When you are unwell for a long period of time there are days that are better than others. Sometimes they are so slight that they are easily overlooked by other people. I experience this all the time with Dick. The other day I visited him and his mind was clear and we both were in high humor. We laughed and joked and had a great time. A couple days later he was more confused. We had our initial meeting with a state social worker and it took me over an hour of explaining to him what it was all about. During the interview Dick had no idea what was going on but I had to admire his brilliant ability to react and respond in all the right places so the social worker was oblivious to his confusion. Likewise if I mention Dick’s state of mind to staff they often look at me puzzled because he seems always the same to them. It is the subtle nuances I guess that only I can see.
Having been so sick myself for some time I guess my children look at me through the same eyes as Dick’s nursing home staff. They do not see that the last two day I was strong enough to go shopping. But today I am watching Science Fiction TV show from the 80s from my post on the sofa. When I say to my daughter, “I’m not feeling well today” her response is “You never feel well.” What she says is true but she doesn’t understand the pleasure I get when I can get up to accomplish something and the disappointment when I cannot.

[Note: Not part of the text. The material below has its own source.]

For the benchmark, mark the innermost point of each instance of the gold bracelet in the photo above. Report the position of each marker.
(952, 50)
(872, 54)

I recently watched the movie Let’s Dance with Susan Sarandon performing as the wife. I loved watching all the ballroom dancing but what will make me buy the movie for my own is a monologue that Susan’s character gives when asked why people marry. This is what she says:
”We need a witness to our lives. There's a billion people on the planet, what does any one life really mean? But in a marriage, you're promising to care about everything. The good things, the bad things, the terrible things, the mundane things, all of it, all of the time, every day. You're saying 'Your life will not go unnoticed because I will notice it. Your life will not go unwitnessed because I will be your witness'."

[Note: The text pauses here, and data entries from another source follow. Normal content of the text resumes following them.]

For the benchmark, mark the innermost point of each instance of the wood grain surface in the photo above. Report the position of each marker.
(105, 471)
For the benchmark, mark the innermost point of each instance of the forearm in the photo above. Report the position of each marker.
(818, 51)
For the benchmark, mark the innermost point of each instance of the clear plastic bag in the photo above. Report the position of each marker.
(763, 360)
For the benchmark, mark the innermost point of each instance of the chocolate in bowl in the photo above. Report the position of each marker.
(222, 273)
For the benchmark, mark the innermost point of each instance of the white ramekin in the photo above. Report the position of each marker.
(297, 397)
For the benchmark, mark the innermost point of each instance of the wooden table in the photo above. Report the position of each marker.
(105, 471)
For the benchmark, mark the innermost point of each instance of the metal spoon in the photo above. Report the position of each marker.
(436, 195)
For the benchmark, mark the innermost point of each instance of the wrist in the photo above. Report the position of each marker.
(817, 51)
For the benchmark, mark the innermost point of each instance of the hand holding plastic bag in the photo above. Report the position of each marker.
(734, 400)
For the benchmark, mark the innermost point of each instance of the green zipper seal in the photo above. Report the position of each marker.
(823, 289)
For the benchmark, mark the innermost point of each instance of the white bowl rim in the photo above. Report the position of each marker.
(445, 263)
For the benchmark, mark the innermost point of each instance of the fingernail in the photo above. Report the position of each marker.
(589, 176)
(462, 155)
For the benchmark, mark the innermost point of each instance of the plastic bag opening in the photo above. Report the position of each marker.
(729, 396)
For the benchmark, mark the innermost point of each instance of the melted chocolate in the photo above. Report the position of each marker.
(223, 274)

This quote moves me on so many levels. It explains that void I feel from not having Dick around and aware. It warms my heart as I realize the precious truth of that invisible band in a good marriage. Well, even in a bad one. Why else am I watching Star Trek – a favorite of my late first husband? Our marriage ended in divorce because of abuse but there were parts of him that were good a part that loved SciFi. It also challenges me to not let the clinical caregiver take over the relationship I still have with Dick as his wife. Above all I am grateful that I have this wonderful bond with a loving man who may not be able to remember my name but will proudly tell everyone I am his wife and consistently prove his unfailing love.